Walking through the streets, I thought. When I wanted to write about something, maybe I was stuck in a creative block, I was thinking too acutely or not acutely enough, I would always imagine someone walking through the streets. Downtown, at night. Someone alone, a man wearing a hat, a dark hat with a wide brim and dark coat, his hands thrust deep into his pockets, shoulders hunched. Because he’s cold, that man. He’s cold, living in perpetual winter, and in this man’s mind is a tempest of grave designs, and he walks swiftly, with a dignified purpose. It’s an unfamiliar city, where the man walks. The streets are all strange to him and yet he knows where he’s going, it’s as if he’s equipped with a detailed map or maybe a wireless receiver or other phonetic device nestled in his ear, a voice on the other end guiding him through the streets with names like glyphs etched into steel signs or else there are no names at all, avenues and boulevards empty and desolate save for heaps of trash piled up in their dark alleyways. Yes, walking through the streets, this is what I thought, these four words, as if their sequence were significant or as if my own history was sketched somewhere therein. But then again my own story is irrelevant, worthless, for I know as well as anyone (better than most) that the value of a tale always lies in the tale itself, never he who tells it. The story has always existed and will always exist regardless of who happens to translate it into language, it lives eternal upon a current of energy or thought (selfsame) and only requires someone to intercept it, some poor, afflicted, receptive soul to translate and enumerate it, to unleash it from its shackles deep in the cavern wherein it stews and stews.
Walking through the streets this man has his hands in his pockets to protect them but also to cradle something else, something buried in there, something like papers crumpled in his sweaty palms, because despite the cold blowing in from Lake Michigan or the Hudson or the North Sea or wherever our man happens to be, his palms sweat, which tells us, the writer and the reader, that he is either a nervous man or he is nervous at this particular moment. Or, of course, it could be none of the above. Perhaps his palms are not sweating at all and it’s not crumpled papers buried in his pocket but some sort of charm, a lucky coin, a religious talisman.

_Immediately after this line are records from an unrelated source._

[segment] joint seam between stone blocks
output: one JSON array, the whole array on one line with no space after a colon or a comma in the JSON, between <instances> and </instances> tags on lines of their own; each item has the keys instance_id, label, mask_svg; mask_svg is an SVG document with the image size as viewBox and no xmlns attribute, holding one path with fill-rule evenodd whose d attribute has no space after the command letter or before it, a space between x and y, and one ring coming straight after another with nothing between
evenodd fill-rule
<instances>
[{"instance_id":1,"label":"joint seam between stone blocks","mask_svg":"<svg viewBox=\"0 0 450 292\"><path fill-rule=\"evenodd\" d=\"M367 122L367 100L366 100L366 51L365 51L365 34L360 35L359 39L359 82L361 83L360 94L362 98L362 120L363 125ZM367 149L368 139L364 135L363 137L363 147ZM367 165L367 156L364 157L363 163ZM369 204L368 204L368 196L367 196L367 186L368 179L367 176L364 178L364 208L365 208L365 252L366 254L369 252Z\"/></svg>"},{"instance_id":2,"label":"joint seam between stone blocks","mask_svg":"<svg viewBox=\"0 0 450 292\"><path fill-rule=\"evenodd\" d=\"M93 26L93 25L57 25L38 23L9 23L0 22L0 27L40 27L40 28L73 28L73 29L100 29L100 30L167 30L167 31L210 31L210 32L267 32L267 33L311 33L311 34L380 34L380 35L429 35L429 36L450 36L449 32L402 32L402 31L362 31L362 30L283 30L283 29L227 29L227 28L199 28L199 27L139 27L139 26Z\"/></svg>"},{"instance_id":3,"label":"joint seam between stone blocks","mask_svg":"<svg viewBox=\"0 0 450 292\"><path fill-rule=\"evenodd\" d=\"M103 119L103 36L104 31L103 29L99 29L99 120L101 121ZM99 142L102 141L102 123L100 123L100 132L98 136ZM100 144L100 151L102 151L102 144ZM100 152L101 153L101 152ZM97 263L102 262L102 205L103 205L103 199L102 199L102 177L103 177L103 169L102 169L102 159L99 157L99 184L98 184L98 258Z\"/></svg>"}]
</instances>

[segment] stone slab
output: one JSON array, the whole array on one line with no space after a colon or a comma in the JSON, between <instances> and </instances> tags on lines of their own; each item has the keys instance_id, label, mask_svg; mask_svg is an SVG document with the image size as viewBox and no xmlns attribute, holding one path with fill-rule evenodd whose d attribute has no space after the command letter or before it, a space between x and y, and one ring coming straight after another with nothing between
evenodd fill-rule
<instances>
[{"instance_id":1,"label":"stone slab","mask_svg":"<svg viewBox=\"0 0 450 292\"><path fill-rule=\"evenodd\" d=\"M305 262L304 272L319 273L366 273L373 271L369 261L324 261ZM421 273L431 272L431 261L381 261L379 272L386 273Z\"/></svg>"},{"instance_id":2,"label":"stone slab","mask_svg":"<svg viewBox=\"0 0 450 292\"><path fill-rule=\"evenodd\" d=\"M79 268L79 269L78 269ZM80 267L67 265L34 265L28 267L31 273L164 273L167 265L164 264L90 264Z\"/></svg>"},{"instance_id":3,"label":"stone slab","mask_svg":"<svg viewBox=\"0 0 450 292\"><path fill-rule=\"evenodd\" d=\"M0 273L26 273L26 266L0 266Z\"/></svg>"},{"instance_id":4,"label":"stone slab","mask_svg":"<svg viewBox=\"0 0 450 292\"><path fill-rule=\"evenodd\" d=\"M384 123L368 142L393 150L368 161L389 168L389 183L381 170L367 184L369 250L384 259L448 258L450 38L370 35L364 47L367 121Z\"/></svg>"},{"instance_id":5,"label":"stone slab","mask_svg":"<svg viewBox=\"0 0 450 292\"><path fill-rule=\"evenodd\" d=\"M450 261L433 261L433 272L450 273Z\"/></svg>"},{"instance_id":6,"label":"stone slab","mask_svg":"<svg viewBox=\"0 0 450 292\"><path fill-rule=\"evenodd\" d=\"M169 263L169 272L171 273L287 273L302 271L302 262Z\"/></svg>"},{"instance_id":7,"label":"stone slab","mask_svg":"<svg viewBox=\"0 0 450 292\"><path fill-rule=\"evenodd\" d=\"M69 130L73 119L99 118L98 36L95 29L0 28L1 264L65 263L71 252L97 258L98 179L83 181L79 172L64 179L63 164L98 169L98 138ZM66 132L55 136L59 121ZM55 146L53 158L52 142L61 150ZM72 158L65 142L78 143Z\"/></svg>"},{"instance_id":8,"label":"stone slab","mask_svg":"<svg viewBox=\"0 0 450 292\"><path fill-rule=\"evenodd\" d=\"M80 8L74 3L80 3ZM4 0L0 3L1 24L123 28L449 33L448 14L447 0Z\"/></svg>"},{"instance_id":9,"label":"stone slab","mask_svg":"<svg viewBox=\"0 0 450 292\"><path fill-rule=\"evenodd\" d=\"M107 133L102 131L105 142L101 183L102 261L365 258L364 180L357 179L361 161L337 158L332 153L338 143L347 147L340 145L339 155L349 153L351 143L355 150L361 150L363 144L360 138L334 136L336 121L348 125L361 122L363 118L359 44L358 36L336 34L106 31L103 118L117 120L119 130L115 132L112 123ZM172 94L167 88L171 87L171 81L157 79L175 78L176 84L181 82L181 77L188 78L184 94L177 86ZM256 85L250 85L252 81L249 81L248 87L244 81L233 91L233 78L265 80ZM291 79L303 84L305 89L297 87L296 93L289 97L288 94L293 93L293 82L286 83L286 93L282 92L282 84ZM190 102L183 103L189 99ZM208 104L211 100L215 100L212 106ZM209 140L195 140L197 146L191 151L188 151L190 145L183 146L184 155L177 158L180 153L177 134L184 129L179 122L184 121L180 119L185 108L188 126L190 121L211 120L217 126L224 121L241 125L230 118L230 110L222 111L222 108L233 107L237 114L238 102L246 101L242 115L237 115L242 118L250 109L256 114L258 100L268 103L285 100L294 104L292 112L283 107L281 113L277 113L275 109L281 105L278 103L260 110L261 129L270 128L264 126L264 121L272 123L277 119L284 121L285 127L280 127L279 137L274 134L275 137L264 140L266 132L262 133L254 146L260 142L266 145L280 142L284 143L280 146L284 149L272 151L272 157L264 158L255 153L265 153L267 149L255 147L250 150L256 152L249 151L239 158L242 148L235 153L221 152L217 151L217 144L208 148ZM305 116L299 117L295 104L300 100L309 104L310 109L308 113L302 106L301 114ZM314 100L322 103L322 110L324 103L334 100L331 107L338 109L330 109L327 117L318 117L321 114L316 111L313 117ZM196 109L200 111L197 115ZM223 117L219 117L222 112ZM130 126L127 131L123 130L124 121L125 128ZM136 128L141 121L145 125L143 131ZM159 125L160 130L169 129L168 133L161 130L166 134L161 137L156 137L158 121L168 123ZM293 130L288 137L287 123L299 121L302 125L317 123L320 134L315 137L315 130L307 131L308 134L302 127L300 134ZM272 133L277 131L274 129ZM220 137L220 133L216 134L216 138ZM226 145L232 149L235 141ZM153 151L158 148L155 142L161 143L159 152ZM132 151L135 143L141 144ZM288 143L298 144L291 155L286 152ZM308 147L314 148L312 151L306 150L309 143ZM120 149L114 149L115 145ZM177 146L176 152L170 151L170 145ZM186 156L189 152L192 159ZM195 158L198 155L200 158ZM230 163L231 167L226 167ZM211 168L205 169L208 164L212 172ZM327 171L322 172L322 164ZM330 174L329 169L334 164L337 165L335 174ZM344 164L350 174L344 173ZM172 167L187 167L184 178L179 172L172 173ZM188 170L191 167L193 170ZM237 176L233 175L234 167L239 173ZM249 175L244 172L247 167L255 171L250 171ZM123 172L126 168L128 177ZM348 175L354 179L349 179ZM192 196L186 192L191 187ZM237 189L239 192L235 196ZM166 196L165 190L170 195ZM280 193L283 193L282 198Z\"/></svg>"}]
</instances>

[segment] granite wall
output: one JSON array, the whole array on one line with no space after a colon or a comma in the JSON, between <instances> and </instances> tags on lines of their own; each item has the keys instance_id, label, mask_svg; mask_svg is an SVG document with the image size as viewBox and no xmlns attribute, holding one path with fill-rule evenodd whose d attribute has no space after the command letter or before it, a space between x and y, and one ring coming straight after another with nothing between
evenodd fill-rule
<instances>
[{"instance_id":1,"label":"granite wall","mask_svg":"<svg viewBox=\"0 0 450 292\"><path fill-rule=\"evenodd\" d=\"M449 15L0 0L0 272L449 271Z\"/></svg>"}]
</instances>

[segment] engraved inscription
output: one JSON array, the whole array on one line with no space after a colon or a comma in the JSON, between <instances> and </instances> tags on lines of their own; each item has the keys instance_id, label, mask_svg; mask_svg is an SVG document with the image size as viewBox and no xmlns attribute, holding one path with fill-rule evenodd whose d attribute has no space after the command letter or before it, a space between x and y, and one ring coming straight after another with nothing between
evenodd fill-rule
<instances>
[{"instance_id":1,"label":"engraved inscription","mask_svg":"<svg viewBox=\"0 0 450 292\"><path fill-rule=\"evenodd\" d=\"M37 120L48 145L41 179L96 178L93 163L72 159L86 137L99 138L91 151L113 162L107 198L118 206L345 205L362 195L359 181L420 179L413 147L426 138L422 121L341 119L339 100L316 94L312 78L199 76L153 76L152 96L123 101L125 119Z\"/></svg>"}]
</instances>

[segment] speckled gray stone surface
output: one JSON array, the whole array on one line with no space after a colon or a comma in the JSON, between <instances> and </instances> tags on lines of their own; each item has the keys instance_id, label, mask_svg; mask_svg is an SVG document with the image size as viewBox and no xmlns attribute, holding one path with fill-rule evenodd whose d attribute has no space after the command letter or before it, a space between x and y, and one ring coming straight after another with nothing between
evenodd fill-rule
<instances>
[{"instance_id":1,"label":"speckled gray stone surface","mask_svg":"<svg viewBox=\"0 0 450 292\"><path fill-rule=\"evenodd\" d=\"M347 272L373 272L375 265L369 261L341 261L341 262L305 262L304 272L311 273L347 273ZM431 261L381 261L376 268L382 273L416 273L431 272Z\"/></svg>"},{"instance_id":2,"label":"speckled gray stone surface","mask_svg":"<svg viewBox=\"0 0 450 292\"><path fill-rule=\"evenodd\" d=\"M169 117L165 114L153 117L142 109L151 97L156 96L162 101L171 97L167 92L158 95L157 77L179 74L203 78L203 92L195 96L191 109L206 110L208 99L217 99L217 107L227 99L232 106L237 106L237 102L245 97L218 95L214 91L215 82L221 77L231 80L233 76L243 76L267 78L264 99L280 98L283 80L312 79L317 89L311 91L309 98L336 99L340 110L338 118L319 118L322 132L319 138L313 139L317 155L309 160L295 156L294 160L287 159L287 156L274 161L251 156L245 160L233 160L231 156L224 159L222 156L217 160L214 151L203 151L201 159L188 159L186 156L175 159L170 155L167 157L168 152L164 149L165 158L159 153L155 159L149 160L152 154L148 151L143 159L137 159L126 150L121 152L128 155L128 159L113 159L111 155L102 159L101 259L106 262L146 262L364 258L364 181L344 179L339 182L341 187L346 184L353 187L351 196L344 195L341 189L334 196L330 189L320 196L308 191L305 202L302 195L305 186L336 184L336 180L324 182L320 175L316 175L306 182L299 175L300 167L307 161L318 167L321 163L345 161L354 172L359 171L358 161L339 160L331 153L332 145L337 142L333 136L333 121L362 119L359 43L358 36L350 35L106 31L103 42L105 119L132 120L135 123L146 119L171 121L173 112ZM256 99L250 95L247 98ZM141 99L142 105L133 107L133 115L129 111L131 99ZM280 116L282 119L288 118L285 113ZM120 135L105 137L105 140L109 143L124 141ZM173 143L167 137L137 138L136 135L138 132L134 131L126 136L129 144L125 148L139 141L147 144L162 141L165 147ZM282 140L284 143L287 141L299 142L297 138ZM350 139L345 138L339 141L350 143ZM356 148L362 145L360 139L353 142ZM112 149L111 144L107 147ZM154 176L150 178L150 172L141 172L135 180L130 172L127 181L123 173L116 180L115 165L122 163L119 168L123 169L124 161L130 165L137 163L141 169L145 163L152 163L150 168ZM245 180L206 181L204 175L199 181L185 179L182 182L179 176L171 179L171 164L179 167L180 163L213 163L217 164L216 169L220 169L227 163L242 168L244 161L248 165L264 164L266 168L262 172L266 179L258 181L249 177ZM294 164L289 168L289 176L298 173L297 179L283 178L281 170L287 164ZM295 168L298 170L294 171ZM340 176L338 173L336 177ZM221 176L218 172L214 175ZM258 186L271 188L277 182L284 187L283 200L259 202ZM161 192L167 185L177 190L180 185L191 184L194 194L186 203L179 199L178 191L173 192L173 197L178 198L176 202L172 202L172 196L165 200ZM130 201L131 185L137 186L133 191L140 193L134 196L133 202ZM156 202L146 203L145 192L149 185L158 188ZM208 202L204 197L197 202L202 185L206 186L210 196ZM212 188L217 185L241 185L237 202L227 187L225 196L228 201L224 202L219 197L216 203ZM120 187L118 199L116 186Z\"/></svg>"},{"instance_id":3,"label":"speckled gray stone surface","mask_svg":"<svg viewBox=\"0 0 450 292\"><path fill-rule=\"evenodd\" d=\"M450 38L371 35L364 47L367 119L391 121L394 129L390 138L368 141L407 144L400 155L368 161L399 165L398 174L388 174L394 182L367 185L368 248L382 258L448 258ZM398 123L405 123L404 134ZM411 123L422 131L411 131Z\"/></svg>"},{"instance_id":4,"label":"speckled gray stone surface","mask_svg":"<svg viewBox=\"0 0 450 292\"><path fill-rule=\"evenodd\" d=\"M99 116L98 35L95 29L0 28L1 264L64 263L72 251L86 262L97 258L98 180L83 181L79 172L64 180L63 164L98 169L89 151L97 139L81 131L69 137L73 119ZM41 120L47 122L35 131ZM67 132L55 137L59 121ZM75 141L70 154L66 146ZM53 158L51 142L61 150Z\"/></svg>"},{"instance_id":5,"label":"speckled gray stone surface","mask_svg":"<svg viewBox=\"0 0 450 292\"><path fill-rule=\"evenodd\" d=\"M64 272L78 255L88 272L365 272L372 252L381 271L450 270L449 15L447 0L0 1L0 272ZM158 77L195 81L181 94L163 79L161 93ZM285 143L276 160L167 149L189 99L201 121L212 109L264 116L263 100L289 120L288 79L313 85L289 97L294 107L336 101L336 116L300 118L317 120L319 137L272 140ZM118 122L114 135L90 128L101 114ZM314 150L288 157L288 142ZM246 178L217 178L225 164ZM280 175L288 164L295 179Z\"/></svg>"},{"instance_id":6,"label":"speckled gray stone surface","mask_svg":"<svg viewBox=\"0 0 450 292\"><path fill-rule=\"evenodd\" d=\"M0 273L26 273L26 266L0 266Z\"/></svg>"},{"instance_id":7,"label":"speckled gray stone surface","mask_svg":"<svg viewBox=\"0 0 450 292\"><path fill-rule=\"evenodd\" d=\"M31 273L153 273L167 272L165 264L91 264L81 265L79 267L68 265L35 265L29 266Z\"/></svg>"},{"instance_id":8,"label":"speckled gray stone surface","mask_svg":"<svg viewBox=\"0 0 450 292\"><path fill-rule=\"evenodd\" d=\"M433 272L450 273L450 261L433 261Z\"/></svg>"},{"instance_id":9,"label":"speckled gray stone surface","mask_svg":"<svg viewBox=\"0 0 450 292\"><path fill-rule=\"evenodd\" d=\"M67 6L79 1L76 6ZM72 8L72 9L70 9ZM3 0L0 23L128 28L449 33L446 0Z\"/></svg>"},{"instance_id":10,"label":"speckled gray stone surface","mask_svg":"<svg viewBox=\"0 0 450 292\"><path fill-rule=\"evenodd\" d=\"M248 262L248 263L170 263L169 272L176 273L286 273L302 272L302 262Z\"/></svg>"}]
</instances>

And then beneath a streetlamp our man’s erect figure is ablaze, lit up for the world to see, or perhaps lit up just for us, perched here on this building ledge (or studying him from an apartment window), awake, aware, watching as our man (or his outline) exudes a plume of steam (or smoke) from his mouth and then continues his easy stride through the light spectrum and then out of it, drenched in shadow yet again, with us still watching, and as we see him we cannot be completely certain that the figure we saw in the glow was indeed a man and not, say, a woman, or just as plausible, an apparition, for just as quickly as he had appeared beneath that bone white glow he has moved out from under it, walking through the streets alone, our only evidence of having seen him the image burned residually into our brains and the clicking of his shoe soles on the concrete.